Yeah, and look what they did for email. They killed off Outlook for Mac and threw us this Entourage application which is a joke when it comes to Exchange server support. Synchronizing large mailboxes takes forever, and it can't even access Notes and Tasks folders on the server, or configure mail rules on the server.
This is what's called token support. They make it look like they are committed to supporting the Mac platform. "See, we do make Office for the Mac. See, Entourage can communicate with Exchange servers." But they make the Mac version just different enough, and leave out just enough critical features so compatibility becomes a major obstacle in corporate Windows based environments.
You don't need it any more. Microsoft can go to hell and scrap all their crappy Mac products if they want. It's not like they put the development effort in to make them worth anything. You're better just running virtualization software and the Windows version or better yet find a way to phase out using their stuff altogether.

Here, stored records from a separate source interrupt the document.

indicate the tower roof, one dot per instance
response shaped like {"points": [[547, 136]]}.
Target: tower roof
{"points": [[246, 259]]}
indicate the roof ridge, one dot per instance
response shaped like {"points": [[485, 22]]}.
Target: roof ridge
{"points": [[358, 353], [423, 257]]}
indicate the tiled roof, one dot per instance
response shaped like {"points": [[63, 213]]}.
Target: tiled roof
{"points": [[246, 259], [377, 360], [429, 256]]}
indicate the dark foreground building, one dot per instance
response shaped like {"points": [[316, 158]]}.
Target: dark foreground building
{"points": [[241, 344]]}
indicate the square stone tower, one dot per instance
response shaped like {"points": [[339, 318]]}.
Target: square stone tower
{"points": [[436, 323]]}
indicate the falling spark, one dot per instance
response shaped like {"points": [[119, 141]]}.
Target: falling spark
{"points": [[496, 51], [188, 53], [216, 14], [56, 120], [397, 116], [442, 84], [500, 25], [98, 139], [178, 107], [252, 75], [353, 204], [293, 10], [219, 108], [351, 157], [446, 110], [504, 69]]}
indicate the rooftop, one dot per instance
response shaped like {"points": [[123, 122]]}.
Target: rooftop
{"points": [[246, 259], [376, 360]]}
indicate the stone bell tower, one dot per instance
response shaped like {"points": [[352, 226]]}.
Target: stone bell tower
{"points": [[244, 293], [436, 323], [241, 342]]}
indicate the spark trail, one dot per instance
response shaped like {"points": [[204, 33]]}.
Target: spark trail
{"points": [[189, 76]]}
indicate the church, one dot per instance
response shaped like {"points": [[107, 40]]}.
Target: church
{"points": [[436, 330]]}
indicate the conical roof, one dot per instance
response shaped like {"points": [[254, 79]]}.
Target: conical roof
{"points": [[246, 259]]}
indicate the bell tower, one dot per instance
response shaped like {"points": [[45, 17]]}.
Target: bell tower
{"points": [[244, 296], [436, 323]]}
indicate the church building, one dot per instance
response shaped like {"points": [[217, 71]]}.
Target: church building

At work, I have this idiot system administrator whose idea of Mac "support" was to set up Windows Terminal Services and have Mac users do all their work in Windows, run all their applications in Windows, save all their files in Windows, and completely bypass the Mac OS.
Hell on the Mac what other choices are there? I can get around Word and Power Point but Excel?
This shows a lot of promise: Tables
It might not be noticed here much in the Mac world, but MS has been moving away from VB themselves. It will take a while, but it is happening. I'm not an expert in that area, but .net, and other technologies are changing things there as well.
They are. Ultimately they will move to VSTA (I think it stands for Visual Studio Toolbox for Applications), which is basically just .Net for apps but I believe Office 2007 still utilises VBA, either way it retains backward compatibility. To completely cut VBA from an entire iteration of Office for Mac is a huge blow. As has been stated before the cycle is around 3 - 4 years for an upgrade and after about 1 year you will no longer be able to get the current version leaving people who need VB and want to switch basically unable to do so.
Now I don't use Microsoft's software at all, so for me personally this isn't a big blow. But poor people who are dependent of MS software.. ya'll must meet disappointments all the time..
In the meantimeThinkFree Office looks promising.